Nel nostro Cantone l’establishment dei partiti storici ha ripetuto per anni in assemblee, nei congressi, sui giornali che finalmente le distinzioni fra destra e sinistra erano superate. E questo lo si diceva proprio negli anni in cui le distanze sociali, le diseguaglianze e la povertà si accrescevano a dismisura, anche nel nostro paese. Si sosteneva e si sostiene, con parola abusata, che la politica è “pragmatismo” e i dibattiti interni fra anime e correnti sono roba vecchia e dannosa. Una concessione imperdonabile, quest’affermazione, all’ignoranza storica: appena i nostri leader avessero guardato indietro si sarebbero accorti che sono stati proprio i grandi dibattiti interni, l’incontro e lo scontro virulento delle idee, ad aver tenuto agganciati i partiti ai bisogni reali del paese.

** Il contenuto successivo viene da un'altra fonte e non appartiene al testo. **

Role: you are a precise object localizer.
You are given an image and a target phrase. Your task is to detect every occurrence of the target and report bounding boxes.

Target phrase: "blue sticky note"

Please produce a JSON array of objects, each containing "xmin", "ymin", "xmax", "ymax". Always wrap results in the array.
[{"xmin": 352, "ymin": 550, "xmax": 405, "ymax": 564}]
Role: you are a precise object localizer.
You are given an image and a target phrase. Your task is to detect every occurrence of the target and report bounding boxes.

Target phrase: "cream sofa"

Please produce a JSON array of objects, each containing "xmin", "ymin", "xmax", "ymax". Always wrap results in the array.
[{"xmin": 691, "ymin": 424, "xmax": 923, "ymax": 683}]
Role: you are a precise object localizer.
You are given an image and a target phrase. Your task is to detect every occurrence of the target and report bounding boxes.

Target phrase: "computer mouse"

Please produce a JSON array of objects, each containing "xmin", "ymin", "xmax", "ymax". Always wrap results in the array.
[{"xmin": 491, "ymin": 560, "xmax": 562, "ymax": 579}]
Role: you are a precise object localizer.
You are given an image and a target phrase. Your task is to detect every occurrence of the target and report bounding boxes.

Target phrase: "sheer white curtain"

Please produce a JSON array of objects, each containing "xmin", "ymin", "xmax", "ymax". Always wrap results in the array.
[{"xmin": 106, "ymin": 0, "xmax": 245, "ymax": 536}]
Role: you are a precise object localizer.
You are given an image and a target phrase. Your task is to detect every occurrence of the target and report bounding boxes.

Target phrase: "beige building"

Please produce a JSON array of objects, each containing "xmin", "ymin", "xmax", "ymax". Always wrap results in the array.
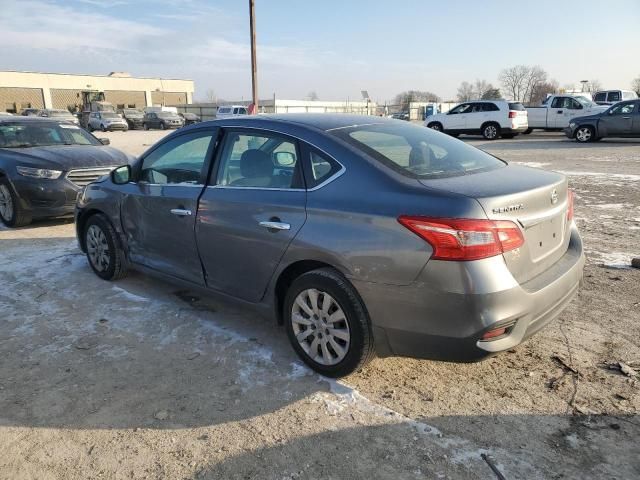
[{"xmin": 0, "ymin": 71, "xmax": 194, "ymax": 113}]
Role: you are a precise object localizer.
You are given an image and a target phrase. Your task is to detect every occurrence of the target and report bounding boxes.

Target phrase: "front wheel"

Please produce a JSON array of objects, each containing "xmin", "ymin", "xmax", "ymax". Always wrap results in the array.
[
  {"xmin": 101, "ymin": 124, "xmax": 107, "ymax": 132},
  {"xmin": 160, "ymin": 122, "xmax": 166, "ymax": 130},
  {"xmin": 427, "ymin": 122, "xmax": 442, "ymax": 132},
  {"xmin": 482, "ymin": 123, "xmax": 500, "ymax": 140},
  {"xmin": 84, "ymin": 214, "xmax": 128, "ymax": 280},
  {"xmin": 0, "ymin": 178, "xmax": 31, "ymax": 227},
  {"xmin": 575, "ymin": 126, "xmax": 595, "ymax": 143},
  {"xmin": 284, "ymin": 268, "xmax": 374, "ymax": 377}
]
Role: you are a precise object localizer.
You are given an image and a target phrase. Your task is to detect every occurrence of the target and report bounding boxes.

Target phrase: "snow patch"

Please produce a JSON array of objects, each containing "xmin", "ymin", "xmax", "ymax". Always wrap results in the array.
[
  {"xmin": 111, "ymin": 285, "xmax": 150, "ymax": 303},
  {"xmin": 513, "ymin": 162, "xmax": 551, "ymax": 169}
]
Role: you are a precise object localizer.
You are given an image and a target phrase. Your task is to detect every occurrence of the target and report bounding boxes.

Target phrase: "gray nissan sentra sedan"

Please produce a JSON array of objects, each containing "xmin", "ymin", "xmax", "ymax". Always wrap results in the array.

Oggi è proprio questa forza, questa capacità di connettere dei sistemi di idee con l’azione che è venuta a mancare nei partiti. Vale per il partito popolare democratico e vale in particolare per il partito liberale radicale che sempre ha fatto del dialogo intenso, costante, talvolta duro fra le due anime la sua grande forza di propulsione: morto il dialogo sono morte pure le idee e l’assenza di idee è stata pietosamente occultata dietro la nozione feticcio di “pragmatismo” che non vuol dire niente. Non mi soffermo: basta aprire un buon libro di storia – abitudine, temo, caduta piuttosto in disuso – per trovare conferma.

Congiunzione su quali valori condivisi?

A questo punto, per ritornare all’oggetto del contendere, si auspica una congiunzione fra liberali e popolari democratici sulla base di valori condivisi? D’accordo, ma quali sono questi valori? C’è sintonia sul concetto di scuola pubblica? E come la mettiamo con i complessi temi sulla famiglia? E sul rapporto fra politica ed economia, come conciliamo i duri e puri del neoliberismo con le varie sensibilità sociali che lo detestano? E in materia di politica tributaria dov’è la quadra? E il grande tema centrale dei migranti come lo affrontiamo? E l’ambiente? E tanto altro? Non vado oltre. Si può fare tutto, ma nego, credo con qualche ragione, che la proposta di congiunzione possa contribuire a risollevare la sorte dei due partiti. Penso invece il contrario. Penso sia una clamorosa dichiarazione di resa e di impotenza, fondata su di una cattiva lettura della realtà. Perché non si tratta, se vogliamo provare a cambiare l’immagine declinante dei partiti come agenti prevalentemente impegnati ad amministrare le risorse dello Stato, di applicare un cerotto all’esistente, bensì di prospettare una profonda rigenerazione dei contenuti con una spietata autocritica sul loro operato, di individuare senza sconti per nessuno le ragioni profonde dei loro fallimenti. La congiunzione non rigenera ma arrocca e non rinnova.